Finalement, dans le moribond, ne pourrait-on situer la noblesse russe telle qu’elle est décrite par Tolstoï ? La critique qu’il fait de sa propre classe sociale est assez terrible. La noblesse de Guerre et Paix est incompétente et inutile. Elle ne produit rien. Même le peut qu’elle croit pouvoir faire (diriger les troupes, puisque, à l’instar de Tolstoï lui-même, les nobles étaient quasiment d’office des officiers supérieurs), l’écrivain leur en enlève la gloire. Ainsi, il décrit les opérations militaires de 1812 comme une suite d’échecs et d’erreurs d’appréciation qui ont réussi, par hasard, à chasser les Français. Si la guerre fut un succès, ce n’est en rien à cause des décisions prises par le haut commandement. D’ailleurs, la description des embrouilles qui se déroulaient autour du général Koutouzov est savoureuse mais surtout en dit long sur les conflits de pouvoir de ce temps.

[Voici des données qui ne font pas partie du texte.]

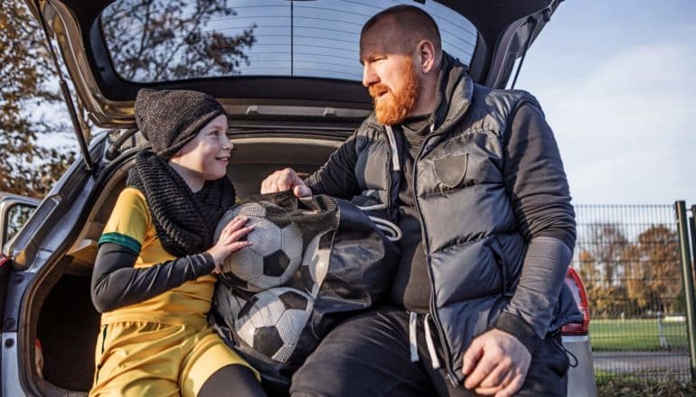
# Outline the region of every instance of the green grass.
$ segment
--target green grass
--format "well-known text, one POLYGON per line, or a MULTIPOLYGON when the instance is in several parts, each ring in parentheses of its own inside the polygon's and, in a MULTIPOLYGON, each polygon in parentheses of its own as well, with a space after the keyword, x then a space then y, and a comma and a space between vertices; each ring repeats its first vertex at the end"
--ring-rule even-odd
POLYGON ((614 376, 597 379, 597 392, 598 397, 687 397, 696 395, 696 383, 614 376))
POLYGON ((684 321, 664 321, 668 349, 660 346, 655 319, 593 319, 589 335, 595 351, 684 349, 689 346, 684 321))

Au-delà de l’armée elle-même, c’est tout le fonctionnement de la Russie qui est attaqué (doucement aussi, il ne faut pas exagérer : l’empereur qui règne au moment de la sortie du roman est le neveu de celui qui régnait à l’époque décrite, il ne faudrait pas le froisser non plus…). Les ministres qui se succèdent selon le bon vouloir du tsar, les politiques étranges, les modes passagères, les intrigues de cours…

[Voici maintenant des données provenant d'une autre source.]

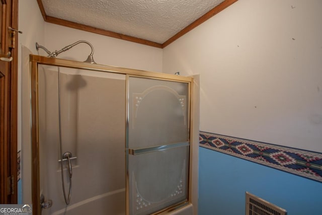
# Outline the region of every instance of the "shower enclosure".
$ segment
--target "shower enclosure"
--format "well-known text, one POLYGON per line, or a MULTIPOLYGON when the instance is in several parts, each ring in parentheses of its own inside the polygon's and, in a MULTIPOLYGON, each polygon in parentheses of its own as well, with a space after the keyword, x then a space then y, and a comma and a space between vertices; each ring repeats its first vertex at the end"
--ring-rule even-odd
POLYGON ((192 78, 30 59, 33 214, 191 204, 192 78))

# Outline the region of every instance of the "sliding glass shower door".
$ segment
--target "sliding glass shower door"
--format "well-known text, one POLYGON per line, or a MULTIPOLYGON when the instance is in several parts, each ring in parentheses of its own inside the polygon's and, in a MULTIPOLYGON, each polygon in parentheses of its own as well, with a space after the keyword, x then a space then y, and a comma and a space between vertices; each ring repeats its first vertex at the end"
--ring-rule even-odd
POLYGON ((187 201, 189 84, 127 77, 127 212, 187 201))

Tout au long du roman, l’aristocratie semble souffrir de deux maux : être éloignée des véritables préoccupations du « vrai peuple » (ce qui est un thème qui hantera toute la vie de Tosltoï, au point qu’il abandonnera la vie de cours pour vivre « près » de ses paysans et même manier la charrue à leurs côtés) et être dans l’oisiveté. Une oisiveté qui est le point de souffrance commun de Pierre e Andréï, qui tout au long du roman se demandent ce qu’ils doivent faire. Quelle est leur place exacte dans cette grande mécanique de l’Etat, de l’Europe même (Pierre est un européiste convaincu, un admirateur de Napoléon même au début du roman) et de l’ensemble de l’univers (voir la conversion de Pierre à la franc-maçonnerie). Cette place, ils vont la chercher dans le grandiose (réformer le fonctionnement de l’armée, introduire plus d’humanité dans le gouvernement des hommes) alors que c’est vers l’humilité qu’il faut se tourner pour trouver une véritable raison de vivre, nous dit Tolstoï.
Il y aurait encore, bien entendu, énormément de choses à dire sur ce roman titanesque : son rapport à la Russie elle-même (mes profs citaient des passages du roman comme exemples typiques d’actions ou de caractère russes) ; l’extraordinaire poésie et le mysticisme qui l’habitent ; le fait que Tolstoï a finalement peu apprécié le roman, qu’il a remanié plusieurs fois, etc. Ce qui importe, c’est que Guerre et Paix est une œuvre monumentale et unique, un de ces romans ne ressemblant à aucun autre, d’une richesse inépuisable et qui peut se savourer aussi bien pour son intelligence que pour les émotions qui s’en dégagent.